🤖 AI Summary
A lack of unified, standardized evaluation benchmarks and datasets for financial decision-making hinders comparable and reliable assessment of LLM-based agents in multi-asset scenarios.
Method: We introduce FinAgentBench—the first benchmark platform specifically designed for evaluating LLM agents in financial decision-making—covering diverse asset classes including equities, cryptocurrencies, and ETFs. It establishes a standardized evaluation framework comprising 12 core tasks (e.g., risk control, asset allocation, trend forecasting), integrates multimodal open-source data (textual, time-series, chart-based), provides reproducible simulation environments, and adopts a unified agent architecture. We instantiate agents from 13 state-of-the-art LLMs, enhanced with reinforcement learning and chain-of-thought reasoning for decision-making.

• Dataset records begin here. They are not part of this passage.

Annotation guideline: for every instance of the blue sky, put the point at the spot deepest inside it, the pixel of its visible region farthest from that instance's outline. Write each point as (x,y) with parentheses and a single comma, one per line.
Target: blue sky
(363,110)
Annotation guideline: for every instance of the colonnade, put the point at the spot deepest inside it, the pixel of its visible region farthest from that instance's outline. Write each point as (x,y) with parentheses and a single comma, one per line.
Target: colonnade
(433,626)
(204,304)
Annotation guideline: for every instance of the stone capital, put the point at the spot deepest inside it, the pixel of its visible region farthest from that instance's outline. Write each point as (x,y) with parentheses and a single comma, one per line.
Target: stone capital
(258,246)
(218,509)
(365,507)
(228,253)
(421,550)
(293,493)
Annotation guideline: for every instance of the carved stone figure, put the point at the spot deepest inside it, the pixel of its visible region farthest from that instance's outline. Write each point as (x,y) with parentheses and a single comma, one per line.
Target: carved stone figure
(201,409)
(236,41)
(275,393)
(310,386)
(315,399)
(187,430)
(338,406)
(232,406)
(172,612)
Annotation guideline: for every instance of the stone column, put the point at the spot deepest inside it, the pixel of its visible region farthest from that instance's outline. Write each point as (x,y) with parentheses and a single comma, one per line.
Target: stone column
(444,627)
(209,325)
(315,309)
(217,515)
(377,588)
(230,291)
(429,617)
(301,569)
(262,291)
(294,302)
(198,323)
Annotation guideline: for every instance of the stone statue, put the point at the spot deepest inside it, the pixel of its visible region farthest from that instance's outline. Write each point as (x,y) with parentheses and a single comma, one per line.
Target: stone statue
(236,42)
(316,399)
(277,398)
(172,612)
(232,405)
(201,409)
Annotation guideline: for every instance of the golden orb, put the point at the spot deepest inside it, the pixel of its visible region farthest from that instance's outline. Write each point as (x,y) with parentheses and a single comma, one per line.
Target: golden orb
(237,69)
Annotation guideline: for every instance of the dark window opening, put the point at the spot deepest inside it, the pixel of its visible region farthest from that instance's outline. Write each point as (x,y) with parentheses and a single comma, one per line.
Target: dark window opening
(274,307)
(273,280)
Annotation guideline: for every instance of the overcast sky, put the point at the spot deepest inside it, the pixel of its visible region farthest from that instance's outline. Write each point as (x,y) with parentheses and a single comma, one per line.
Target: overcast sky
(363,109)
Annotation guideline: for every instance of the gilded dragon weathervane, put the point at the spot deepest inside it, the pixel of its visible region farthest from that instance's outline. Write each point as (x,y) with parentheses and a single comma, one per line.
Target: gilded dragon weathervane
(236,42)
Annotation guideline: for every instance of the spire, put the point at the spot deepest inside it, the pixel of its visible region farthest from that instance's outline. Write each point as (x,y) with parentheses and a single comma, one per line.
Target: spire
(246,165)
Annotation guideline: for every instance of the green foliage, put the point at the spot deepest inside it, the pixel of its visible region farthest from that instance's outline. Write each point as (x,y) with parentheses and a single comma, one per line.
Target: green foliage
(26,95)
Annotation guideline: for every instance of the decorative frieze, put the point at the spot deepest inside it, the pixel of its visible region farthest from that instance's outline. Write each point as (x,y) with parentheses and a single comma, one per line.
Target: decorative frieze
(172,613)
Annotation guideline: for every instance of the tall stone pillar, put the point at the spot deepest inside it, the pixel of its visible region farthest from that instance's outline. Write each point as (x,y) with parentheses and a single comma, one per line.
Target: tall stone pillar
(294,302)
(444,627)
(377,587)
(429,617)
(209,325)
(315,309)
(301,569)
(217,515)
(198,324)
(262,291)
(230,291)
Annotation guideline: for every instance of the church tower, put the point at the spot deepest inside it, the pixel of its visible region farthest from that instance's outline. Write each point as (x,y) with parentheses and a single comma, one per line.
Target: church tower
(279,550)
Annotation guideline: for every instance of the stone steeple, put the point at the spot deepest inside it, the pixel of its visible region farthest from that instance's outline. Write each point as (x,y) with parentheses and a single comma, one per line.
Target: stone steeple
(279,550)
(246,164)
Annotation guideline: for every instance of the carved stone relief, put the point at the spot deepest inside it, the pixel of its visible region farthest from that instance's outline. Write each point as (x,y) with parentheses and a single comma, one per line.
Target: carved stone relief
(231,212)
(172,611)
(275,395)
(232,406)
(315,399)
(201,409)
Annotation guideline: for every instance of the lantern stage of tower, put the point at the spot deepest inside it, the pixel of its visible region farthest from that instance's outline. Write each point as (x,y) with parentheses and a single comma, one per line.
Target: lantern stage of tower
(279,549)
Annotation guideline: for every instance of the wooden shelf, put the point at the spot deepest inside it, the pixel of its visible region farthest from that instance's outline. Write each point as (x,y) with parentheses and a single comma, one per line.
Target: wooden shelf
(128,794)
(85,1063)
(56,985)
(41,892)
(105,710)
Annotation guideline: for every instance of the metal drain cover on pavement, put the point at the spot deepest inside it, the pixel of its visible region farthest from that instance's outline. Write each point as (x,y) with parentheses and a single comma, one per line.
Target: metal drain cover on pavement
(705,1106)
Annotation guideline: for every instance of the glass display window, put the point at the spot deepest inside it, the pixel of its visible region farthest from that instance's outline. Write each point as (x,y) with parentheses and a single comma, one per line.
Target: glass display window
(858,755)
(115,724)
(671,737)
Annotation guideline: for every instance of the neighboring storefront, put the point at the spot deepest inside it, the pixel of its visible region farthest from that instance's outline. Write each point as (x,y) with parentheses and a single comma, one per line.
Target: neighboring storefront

Contribution/Results: FinAgentBench enables systematic, cross-model, cross-market, and cross-task evaluation. Experiments demonstrate significantly improved assessment consistency and reproducibility. All code and data are fully open-sourced.
📝 Abstract
Recent advancements have underscored the potential of large language model (LLM)-based agents in financial decision-making. Despite this progress, the field currently encounters two main challenges: (1) the lack of a comprehensive LLM agent framework adaptable to a variety of financial tasks, and (2) the absence of standardized benchmarks and consistent datasets for assessing agent performance. To tackle these issues, we introduce extsc{InvestorBench}, the first benchmark specifically designed for evaluating LLM-based agents in diverse financial decision-making contexts. InvestorBench enhances the versatility of LLM-enabled agents by providing a comprehensive suite of tasks applicable to different financial products, including single equities like stocks, cryptocurrencies and exchange-traded funds (ETFs). Additionally, we assess the reasoning and decision-making capabilities of our agent framework using thirteen different LLMs as backbone models, across various market environments and tasks. Furthermore, we have curated a diverse collection of open-source, multi-modal datasets and developed a comprehensive suite of environments for financial decision-making. This establishes a highly accessible platform for evaluating financial agents' performance across various scenarios.